Je prépare le professorat de sport et je me dois de connaître les parcours d'excellence de la fédération française de football. Mon tuteur, Guy Ferrier, (Ndlr : responsable des sélections féminines et du développement de la pratique du football féminin) m'a proposé de découvrir le meilleur centre de formation. J'ai pu voir le gros travail réalisé par le club notamment au niveau de la scolarité. On voit aussi que le club forme des footballeurs mais aussi individus qui obtiendront un diplôme. C'est une très bonne chose car on sait que tous les jeunes ne perceront pas dans le milieu du football.
Vous aimeriez entrainer après votre carrière de footballeuse ?
Pourquoi pas. Ce serait intéressant de voir ce qu'il se passe de l'autre côté. Je n'ai pas la prétention d'aller entrainer chez les garçons mais voir déjà ce qu'il se fait c'est très intéressant. Le niveau chez les filles n'est pas le même mais cela reste du football.
Le football féminin a connu une forte notoriété. Est il en pleine essor ?
Lorsqu'une équipe nationale est championne on sait que c'est un vecteur de progression et de médiatisation. Mais il n'y a que 70 000 licenciés, on est loin des hommes (plus d'un million).

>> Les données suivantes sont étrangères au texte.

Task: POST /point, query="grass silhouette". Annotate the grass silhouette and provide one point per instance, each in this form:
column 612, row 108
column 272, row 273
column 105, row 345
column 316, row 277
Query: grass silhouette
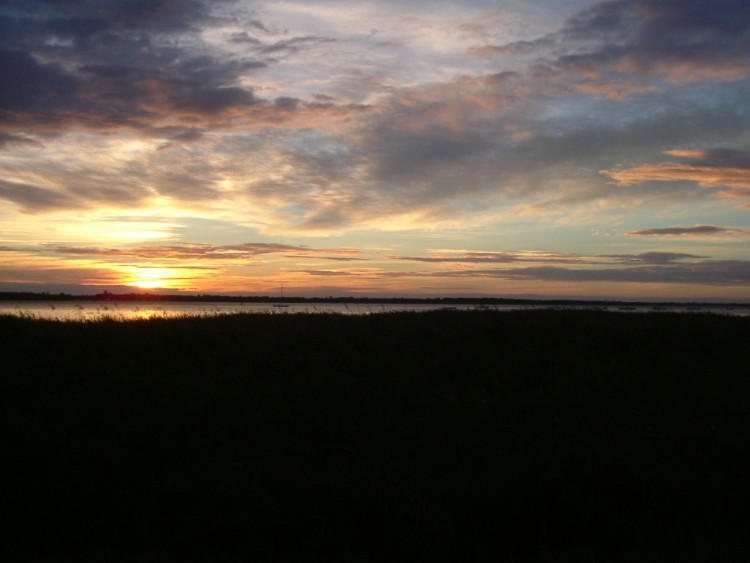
column 441, row 436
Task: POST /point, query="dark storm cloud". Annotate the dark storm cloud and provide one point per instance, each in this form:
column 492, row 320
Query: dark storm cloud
column 699, row 230
column 121, row 63
column 682, row 39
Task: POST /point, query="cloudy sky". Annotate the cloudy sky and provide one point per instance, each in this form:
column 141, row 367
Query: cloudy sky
column 382, row 147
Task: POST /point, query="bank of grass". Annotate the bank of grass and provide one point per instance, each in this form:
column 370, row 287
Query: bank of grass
column 443, row 436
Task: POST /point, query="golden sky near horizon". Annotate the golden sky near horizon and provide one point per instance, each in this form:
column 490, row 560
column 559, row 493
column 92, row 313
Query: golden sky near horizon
column 577, row 148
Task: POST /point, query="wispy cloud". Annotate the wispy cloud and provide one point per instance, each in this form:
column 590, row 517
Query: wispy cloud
column 699, row 230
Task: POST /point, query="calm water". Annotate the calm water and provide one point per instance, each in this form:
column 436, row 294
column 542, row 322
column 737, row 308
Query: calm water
column 88, row 310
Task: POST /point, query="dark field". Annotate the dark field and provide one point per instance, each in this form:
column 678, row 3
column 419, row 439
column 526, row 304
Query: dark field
column 447, row 436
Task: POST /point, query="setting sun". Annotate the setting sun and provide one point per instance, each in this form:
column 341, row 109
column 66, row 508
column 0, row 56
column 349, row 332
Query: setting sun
column 148, row 277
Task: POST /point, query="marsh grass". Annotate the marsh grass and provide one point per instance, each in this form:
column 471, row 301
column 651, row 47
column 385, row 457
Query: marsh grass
column 442, row 436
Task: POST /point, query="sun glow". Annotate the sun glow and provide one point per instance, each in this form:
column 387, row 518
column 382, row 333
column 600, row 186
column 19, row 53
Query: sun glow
column 149, row 277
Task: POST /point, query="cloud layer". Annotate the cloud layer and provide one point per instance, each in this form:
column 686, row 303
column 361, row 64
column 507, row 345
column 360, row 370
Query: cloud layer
column 391, row 129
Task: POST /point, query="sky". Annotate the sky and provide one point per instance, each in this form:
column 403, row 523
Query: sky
column 376, row 148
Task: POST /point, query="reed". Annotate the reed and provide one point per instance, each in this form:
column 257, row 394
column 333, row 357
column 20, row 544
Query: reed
column 442, row 436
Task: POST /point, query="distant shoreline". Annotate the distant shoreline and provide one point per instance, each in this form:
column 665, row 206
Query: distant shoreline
column 207, row 298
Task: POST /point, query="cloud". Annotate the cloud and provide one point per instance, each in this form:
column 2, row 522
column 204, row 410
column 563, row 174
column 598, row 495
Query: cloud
column 725, row 273
column 682, row 40
column 699, row 230
column 712, row 168
column 35, row 198
column 7, row 140
column 245, row 251
column 614, row 89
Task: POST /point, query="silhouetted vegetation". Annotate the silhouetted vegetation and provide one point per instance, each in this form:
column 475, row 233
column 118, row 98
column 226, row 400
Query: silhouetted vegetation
column 443, row 436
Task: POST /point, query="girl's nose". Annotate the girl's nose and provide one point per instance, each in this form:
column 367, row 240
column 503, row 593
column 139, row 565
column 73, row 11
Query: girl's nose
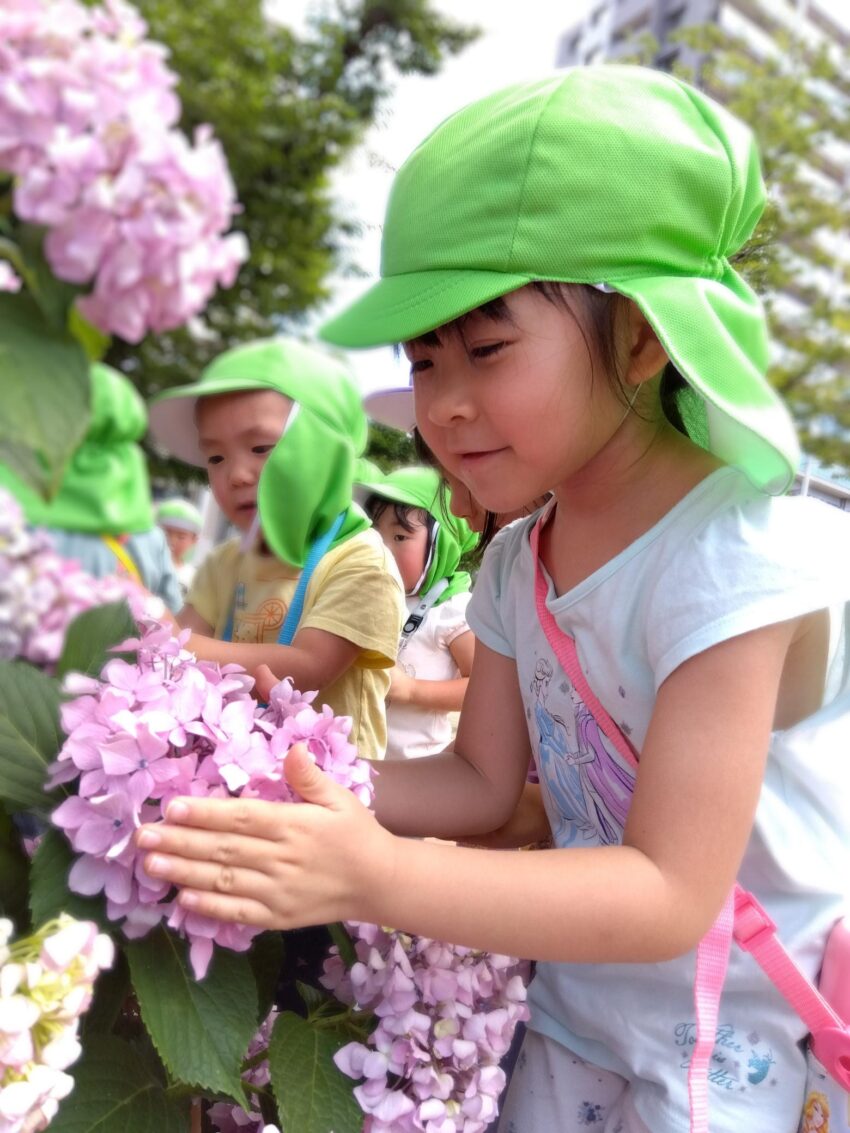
column 241, row 473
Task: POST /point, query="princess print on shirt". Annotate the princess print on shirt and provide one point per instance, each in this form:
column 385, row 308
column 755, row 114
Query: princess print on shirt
column 587, row 791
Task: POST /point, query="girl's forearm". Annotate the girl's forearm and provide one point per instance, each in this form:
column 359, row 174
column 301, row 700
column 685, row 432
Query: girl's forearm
column 439, row 696
column 441, row 795
column 283, row 661
column 606, row 904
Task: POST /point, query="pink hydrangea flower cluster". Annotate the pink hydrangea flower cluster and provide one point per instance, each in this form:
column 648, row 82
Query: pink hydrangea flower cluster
column 8, row 280
column 41, row 594
column 447, row 1016
column 224, row 1116
column 45, row 985
column 170, row 725
column 87, row 127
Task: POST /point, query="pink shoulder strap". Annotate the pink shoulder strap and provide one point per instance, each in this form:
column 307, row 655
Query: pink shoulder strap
column 741, row 914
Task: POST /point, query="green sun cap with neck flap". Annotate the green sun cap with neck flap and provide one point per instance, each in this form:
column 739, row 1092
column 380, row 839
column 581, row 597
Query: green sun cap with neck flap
column 105, row 488
column 306, row 482
column 418, row 486
column 605, row 175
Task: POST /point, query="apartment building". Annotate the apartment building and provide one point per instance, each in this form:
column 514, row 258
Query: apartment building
column 818, row 266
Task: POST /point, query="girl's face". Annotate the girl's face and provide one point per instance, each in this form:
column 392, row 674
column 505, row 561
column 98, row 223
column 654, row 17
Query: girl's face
column 512, row 409
column 236, row 434
column 408, row 548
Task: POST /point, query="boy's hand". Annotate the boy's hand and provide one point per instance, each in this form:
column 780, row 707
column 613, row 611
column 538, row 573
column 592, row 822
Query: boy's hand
column 271, row 865
column 401, row 687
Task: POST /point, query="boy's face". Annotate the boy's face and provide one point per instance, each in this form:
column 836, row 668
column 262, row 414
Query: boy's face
column 236, row 434
column 408, row 548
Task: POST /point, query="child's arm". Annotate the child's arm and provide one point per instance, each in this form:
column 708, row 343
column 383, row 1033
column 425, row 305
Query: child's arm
column 648, row 900
column 314, row 659
column 438, row 696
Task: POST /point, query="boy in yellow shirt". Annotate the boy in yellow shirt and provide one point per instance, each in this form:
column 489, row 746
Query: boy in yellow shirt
column 309, row 588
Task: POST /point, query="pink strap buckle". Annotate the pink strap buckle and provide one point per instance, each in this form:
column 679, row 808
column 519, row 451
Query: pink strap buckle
column 753, row 927
column 831, row 1047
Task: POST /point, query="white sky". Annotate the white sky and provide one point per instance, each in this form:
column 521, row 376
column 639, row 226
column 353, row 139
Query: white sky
column 519, row 41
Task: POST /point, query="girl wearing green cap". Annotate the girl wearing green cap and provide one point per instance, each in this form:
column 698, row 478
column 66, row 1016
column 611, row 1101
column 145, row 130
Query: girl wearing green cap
column 668, row 639
column 410, row 513
column 180, row 520
column 308, row 588
column 102, row 514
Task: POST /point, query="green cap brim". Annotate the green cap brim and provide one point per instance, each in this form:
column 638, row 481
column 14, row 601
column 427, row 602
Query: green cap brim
column 713, row 331
column 400, row 307
column 172, row 415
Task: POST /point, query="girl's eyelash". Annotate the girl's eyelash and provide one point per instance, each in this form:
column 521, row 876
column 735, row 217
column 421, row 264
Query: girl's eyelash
column 485, row 351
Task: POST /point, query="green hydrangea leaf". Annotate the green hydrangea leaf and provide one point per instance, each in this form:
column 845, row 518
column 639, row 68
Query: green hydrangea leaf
column 30, row 734
column 44, row 378
column 116, row 1092
column 266, row 960
column 49, row 893
column 92, row 635
column 312, row 1095
column 201, row 1028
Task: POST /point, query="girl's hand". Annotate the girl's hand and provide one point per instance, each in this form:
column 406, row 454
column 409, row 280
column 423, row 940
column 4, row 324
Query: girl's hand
column 271, row 865
column 401, row 687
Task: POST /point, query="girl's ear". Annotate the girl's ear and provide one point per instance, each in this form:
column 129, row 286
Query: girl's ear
column 647, row 357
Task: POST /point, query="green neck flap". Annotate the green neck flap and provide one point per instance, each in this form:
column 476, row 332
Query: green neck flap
column 105, row 488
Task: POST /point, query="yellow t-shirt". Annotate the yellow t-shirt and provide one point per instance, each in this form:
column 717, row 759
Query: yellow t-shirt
column 355, row 591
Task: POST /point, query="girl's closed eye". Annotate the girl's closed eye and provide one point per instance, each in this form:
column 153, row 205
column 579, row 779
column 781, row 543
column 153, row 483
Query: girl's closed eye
column 487, row 350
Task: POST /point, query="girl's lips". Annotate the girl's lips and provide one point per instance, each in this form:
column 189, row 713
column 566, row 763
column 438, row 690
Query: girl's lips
column 472, row 458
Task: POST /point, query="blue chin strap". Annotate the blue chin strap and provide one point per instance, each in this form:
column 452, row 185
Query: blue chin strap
column 294, row 614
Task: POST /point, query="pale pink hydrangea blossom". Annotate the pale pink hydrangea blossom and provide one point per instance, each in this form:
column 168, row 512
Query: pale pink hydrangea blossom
column 9, row 281
column 133, row 210
column 447, row 1016
column 45, row 986
column 41, row 594
column 170, row 725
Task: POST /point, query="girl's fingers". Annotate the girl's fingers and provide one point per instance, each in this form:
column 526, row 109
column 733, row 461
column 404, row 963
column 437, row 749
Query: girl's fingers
column 203, row 844
column 229, row 908
column 254, row 818
column 207, row 876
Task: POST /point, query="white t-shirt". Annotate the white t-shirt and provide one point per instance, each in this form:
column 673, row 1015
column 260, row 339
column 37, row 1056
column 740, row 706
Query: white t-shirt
column 724, row 561
column 414, row 731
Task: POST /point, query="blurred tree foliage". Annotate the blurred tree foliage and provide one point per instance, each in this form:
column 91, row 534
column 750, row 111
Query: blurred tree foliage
column 797, row 101
column 389, row 448
column 287, row 109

Nos derniers résultats en équipe de France et ceux de Lyon ont boosté notre sport.
Quelle est votre actualité aujourd'hui ?
On sort d'une petite trêve. On est première et on joue Montpellier qui est une très bonne équipe. En sélection, c'est comme chez les garçons, c'est une période assez creuse. La compétition reprendra à partir du 15 février prochain.